AfDB approves US$9,57m grant to bolster Sadc health security

The African Development Fund is providing significant financial support to Sadc countries to renovate and equip diagnostic, wastewater and environmental monitoring laboratories to strengthen regional health security

A concessional arm of the African Development Bank (AfDB) has approved a US$9,57 million grant to support Sadc countries in strengthening regional health security and emergency preparedness.

The funding was approved on Tuesday by the board of directors of the African Development Fund to finance the Resilient Health Systems for Emergency Preparedness Project.

The grant comes as the Sadc region faces persistent challenges, including recurrent cholera outbreaks, zoonotic diseases, high malnutrition rates, and weak emergency preparedness. By focusing on human resource development, laboratory infrastructure, and cross-border coordination, the project aims to build sustainable capacity for health and nutrition emergency responses across the region.

The project will see 449 laboratory technicians, community health workers and trainers — including 269 women — undergoing specialised training that mainstreams gender considerations, climate change adaptation, and the One Health approach.

In addition, about 35 nutrition coordinators, including 21 women, from training institutions specialising in nutrition and gender in emergencies will receive certification. Revised curricula are expected to benefit approximately 240 students annually, helping to build a sustainable regional pool of expertise in nutrition and gender-responsive emergency management.

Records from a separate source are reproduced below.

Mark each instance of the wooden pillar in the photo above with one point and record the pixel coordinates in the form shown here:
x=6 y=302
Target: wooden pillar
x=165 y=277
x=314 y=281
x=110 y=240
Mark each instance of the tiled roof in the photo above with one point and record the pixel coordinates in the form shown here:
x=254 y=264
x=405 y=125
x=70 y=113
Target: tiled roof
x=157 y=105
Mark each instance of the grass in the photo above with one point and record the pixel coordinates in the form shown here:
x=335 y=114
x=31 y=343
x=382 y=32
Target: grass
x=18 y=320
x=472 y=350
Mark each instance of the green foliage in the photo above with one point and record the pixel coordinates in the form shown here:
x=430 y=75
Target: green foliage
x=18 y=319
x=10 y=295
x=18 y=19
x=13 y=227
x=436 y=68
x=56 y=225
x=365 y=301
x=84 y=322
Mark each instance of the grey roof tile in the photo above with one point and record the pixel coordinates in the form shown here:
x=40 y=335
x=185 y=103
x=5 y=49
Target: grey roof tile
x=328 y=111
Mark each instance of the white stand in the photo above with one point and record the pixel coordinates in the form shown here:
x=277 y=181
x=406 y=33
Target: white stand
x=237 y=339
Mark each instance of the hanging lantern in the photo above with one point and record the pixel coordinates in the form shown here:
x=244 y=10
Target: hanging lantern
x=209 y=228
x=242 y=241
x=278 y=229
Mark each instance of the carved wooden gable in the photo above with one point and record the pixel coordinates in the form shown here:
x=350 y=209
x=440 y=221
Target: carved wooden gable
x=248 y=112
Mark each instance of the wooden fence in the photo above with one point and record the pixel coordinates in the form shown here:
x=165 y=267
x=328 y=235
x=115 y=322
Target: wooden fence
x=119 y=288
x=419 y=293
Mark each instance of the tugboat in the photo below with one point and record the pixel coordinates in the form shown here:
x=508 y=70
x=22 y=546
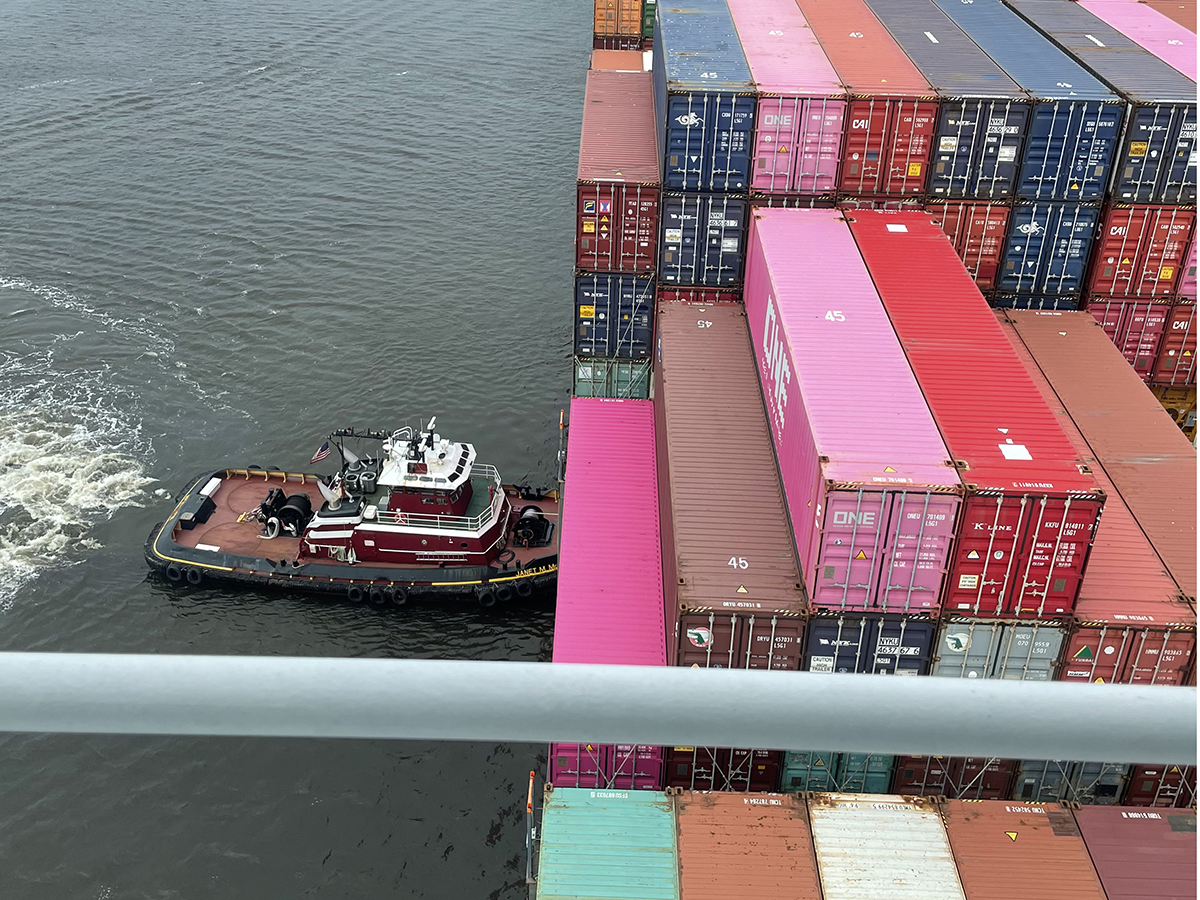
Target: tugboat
x=420 y=520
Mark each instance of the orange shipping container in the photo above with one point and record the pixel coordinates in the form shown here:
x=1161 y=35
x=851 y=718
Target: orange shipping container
x=618 y=17
x=1009 y=850
x=755 y=845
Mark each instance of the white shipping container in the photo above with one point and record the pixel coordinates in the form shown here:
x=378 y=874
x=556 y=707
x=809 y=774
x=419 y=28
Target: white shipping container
x=882 y=847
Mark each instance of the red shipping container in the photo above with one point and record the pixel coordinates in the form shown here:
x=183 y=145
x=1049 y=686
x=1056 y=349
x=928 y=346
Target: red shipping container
x=1135 y=328
x=617 y=213
x=1031 y=509
x=1176 y=361
x=893 y=112
x=977 y=232
x=1140 y=251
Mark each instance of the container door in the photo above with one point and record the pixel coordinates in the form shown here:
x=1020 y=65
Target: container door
x=819 y=143
x=967 y=649
x=916 y=552
x=1158 y=657
x=775 y=150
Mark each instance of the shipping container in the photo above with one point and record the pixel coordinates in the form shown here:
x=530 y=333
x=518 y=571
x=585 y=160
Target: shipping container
x=617 y=195
x=612 y=378
x=1181 y=405
x=1075 y=120
x=727 y=545
x=618 y=17
x=1054 y=780
x=1007 y=851
x=703 y=235
x=977 y=232
x=1017 y=651
x=984 y=114
x=607 y=844
x=1135 y=327
x=1176 y=364
x=1157 y=161
x=1170 y=41
x=1141 y=855
x=874 y=508
x=1031 y=510
x=877 y=643
x=1150 y=462
x=1162 y=786
x=1140 y=251
x=882 y=846
x=893 y=111
x=611 y=450
x=1048 y=249
x=733 y=844
x=705 y=99
x=705 y=768
x=972 y=778
x=802 y=105
x=613 y=316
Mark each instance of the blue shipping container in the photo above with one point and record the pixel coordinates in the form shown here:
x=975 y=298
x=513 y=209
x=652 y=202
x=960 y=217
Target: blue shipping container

As part of a central infrastructure upgrade component, diagnostic laboratories and wastewater and environmental surveillance laboratories in six beneficiary countries will be renovated and equipped. The project will also modernise the Instituto Nacional de Saúde in Mozambique to serve as a regional reference laboratory and strengthen the national blood bank in Lesotho.

A regional framework for model cross-border laboratories will be established, alongside a mobile cross-border laboratory to be deployed at two strategic border points in Mozambique and Zimbabwe.

“This operation aims to address the persistent fragility of health systems in the Sadc, which remain vulnerable to zoonotic outbreaks and cholera epidemics, high malnutrition rates and limited human resources, as well as inadequate emergency preparedness,” said Kennedy Mbekeani, AfDB’s director general for Southern Africa.